While the folks in Washington talk about how to reform the health care system, many of the nation's employers and state governments are actually making it happen. They are finding ways not only to control costs, but also to provide better care.

The latest example comes from America's heartland - Indiana - where five years ago, newly elected Governor Mitch Daniels asked that a consumer-directed health insurance option, or Health Savings Account (HSA), be added to the conventional plans then available to state employees. He thought that the plan may interest a few of the state's 30,000 employees.

Today the HSA option has proven to be popular with more than just a few. This year, over 70 percent of the state's workers chose it and with good reason. The employees enrolled in the consumer-driven plan will save more than $8 million in 2010 compared to their co-workers in the old-fashioned preferred provider organization (PPO) alternative. That's a pretty nice pay increase for workers who have seen their salaries frozen for the last two years.

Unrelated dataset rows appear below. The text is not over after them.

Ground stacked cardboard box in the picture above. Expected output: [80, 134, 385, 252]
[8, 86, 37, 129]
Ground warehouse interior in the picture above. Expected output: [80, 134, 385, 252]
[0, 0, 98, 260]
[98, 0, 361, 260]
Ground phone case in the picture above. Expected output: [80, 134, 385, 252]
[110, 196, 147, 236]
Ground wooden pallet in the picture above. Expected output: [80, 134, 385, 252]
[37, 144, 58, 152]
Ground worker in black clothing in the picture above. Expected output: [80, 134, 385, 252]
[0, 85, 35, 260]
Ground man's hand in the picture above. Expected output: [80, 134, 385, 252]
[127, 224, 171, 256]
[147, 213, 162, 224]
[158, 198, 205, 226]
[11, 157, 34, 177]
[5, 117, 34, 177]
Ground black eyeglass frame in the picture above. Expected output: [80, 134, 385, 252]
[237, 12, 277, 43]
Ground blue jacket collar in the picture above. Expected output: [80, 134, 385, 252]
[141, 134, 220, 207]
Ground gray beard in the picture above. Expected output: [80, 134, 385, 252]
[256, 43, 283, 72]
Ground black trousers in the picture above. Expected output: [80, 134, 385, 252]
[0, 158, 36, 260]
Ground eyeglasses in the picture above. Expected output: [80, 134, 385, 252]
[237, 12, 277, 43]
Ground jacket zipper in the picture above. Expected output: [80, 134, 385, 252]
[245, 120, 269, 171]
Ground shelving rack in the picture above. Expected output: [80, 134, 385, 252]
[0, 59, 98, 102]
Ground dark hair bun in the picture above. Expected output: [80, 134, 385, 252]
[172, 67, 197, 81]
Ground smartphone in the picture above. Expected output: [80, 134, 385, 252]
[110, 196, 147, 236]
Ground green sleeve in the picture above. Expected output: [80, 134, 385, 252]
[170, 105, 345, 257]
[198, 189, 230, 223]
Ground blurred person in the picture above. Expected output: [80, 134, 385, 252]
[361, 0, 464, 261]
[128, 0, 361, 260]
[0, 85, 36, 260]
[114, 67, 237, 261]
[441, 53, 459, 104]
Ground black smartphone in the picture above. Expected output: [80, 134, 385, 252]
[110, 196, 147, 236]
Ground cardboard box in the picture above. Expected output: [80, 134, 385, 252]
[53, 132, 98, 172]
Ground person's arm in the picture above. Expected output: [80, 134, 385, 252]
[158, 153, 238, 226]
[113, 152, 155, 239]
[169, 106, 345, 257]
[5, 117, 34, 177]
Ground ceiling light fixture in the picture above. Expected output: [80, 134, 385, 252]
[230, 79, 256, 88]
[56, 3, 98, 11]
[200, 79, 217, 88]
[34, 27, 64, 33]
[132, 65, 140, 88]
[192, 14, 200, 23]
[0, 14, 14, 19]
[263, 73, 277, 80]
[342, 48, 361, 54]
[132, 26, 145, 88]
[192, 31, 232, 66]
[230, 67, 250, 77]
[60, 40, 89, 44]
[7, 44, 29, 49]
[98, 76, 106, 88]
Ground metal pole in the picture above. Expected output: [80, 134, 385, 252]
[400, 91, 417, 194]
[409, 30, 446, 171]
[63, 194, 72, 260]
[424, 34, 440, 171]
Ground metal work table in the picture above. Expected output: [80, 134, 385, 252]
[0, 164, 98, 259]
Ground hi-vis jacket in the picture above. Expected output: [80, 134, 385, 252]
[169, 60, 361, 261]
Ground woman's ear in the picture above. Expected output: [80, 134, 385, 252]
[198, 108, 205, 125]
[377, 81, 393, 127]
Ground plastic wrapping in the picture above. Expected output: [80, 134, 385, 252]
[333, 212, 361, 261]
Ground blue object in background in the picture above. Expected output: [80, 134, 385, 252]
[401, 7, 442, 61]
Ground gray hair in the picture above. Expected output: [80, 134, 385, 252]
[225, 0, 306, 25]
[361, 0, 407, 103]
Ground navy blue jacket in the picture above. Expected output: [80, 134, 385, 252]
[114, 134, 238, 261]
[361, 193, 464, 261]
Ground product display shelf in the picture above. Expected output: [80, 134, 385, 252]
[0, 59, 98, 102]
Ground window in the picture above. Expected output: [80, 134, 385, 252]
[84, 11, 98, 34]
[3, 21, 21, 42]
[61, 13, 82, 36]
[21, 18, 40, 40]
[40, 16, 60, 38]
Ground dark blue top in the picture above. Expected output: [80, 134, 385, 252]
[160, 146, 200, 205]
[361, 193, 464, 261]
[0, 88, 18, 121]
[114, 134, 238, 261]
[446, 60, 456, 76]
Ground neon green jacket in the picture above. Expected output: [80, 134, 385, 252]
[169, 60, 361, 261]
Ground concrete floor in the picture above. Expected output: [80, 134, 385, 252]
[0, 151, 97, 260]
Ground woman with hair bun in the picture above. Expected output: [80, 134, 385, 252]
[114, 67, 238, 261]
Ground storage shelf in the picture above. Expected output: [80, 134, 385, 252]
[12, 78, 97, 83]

In addition to saving money on premiums in tough economic times, these Hoosiers are putting lots of cash away in their HSAs - some $30 million or about $2,000 per employee and growing fast.

Most importantly, the state says it is seeing significant changes in behavior, and consequently lower total costs. For example, employees who opted for the HSA are less likely to go to the emergency room, the doctor or be admitted to the hospital, and they are more likely to take generic drugs. Skimping on care, are they? The state says there is no evidence HSA members are more likely to defer needed care or common-sense preventive measures such as routine physicals or mammograms.

Yes, health care reform has already come to Indiana in the form a consumer-directed health plan. It turns out that, when someone is spending their own money, they are indeed far more likely to ask the questions and make rational choices.

Washington might want think about that before it enacts more top-down balloon squeezing.